I used crc32 to calculate checkcums from sting long time ago, but I cannot remember how I did it.

echo -n "LongString" | crc32    # no output

I found a solution [1] to calculate with Python, but is there not a direct way to calculate from string?

# signed
python -c 'import binascii; print binascii.crc32("LongString")'
python -c 'import zlib; print zlib.crc32("LongString")'
# unsigned
python -c 'import binascii; print binascii.crc32("LongString") % (1<<32)'
python -c 'import zlib; print zlib.crc32("LongString") % (1<<32)'

[1] How to calculate CRC32 with Python to match online results?

Answer

robert picture robert · Mar 23, 2018

I came up against this problem myself and I didn't want to go to the "hassle" of installing crc32. I came up with this, and although it's a little nasty it should work on most platforms, or most modern linux anyway ...

echo -n "LongString" | gzip -c | tail -c8 | hexdump -n4 -e '"%u"'

Just to provide some technical details, gzip uses crc32 in the last 8 bytes and the -c option causes it to output to standard output and tail strips out the last 8 bytes.

hexdump was a little trickier and I had to futz about with it for a while before I came up with something satisfactory, but the format here seems to correctly parse the gzip crc32 as a single 32-bit number:

  • -n4 takes only the relevant first 4 bytes of the gzip footer.
  • '"%u"' is your standard fprintf format string that formats the bytes as a single unsigned 32-bit integer. Notice that there are double quotes nested within single quotes here.

If you want a hexadecimal checksum you can change the format string to '"%08x"' (or '"%08X"' for upper case hex) which will format the checksum as 8 character (0 padded) hexadecimal.

Like I say, not the most elegant solution, and perhaps not an approach you'd want to use in a performance-sensitive scenario but an approach that might appeal given the near universality of the commands used.

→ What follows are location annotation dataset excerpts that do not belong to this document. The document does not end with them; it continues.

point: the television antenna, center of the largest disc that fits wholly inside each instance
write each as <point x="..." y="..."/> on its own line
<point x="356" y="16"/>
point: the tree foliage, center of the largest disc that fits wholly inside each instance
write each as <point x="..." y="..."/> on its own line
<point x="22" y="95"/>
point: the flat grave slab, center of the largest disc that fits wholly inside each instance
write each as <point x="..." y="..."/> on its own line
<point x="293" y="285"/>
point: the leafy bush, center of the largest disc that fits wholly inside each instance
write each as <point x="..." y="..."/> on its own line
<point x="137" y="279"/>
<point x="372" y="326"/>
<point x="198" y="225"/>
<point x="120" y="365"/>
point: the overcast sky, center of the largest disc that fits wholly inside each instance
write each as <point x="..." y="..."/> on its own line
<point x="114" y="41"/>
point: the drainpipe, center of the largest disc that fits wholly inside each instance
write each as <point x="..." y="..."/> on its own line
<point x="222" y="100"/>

The weak point here for cross-platform usability is probably the hexdump configuration, since I have seen variations on it from platform to platform and it's a bit fiddly. I'd suggest if you're using this you should try some test values and compare with the results of an online tool.

EDIT As suggested by @PedroGimeno in the comments, you can pipe the output into od instead of hexdump for identical results without the fiddly options. ... | od -t x4 -N 4 -A n for hex ... | od -t d4 -N 4 -A n for decimal.